Thomas McGettrick SPS (born 22 December 1905, Killavil – died 17 December 1988, ), was an Irish born missionary priest, who served as a Bishop in Nigeria.

McGettrick was born on 22 December 1905 at Killavil, Emlegh (Ballymote), Co. Sligo. He was educated at St Nathy's College in Ballaghaderreen, the diocesan college for the diocese of Achonry, he did his philosophical and theological studies at St. Patrick's College, Maynooth and was ordained in Maynooth on 22 June 1930 ordained a priest for Achonry diocese.

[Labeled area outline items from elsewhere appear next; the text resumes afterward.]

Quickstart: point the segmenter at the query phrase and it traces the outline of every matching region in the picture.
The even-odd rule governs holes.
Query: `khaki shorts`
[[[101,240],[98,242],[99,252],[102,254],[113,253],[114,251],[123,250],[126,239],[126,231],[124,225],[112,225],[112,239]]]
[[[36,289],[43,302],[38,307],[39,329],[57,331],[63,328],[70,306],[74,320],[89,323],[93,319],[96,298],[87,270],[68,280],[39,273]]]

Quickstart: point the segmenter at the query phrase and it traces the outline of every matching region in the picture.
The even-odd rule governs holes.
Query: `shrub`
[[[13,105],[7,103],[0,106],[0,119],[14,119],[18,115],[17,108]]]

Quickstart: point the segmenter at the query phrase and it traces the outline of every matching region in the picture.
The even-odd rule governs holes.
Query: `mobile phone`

He was a founding member of the Saint Patrick's Society for the Foreign Missions, (Kiltegan Fathers), which he entered in 1932, in response to appeals for priests for the missions. Fr. McGettrick volunteered for mission and was sent to Nigeria as, replacing Fr. Patrick Whitney (the societies founder) as Prefect Apostolic of Ogoja in 1939. He was appointed Bishop of Ogoja, Nigeria in 1955 serving until 1973 when the diocese was split and he was appointed the first Bishop of Abakaliki serving until 1983.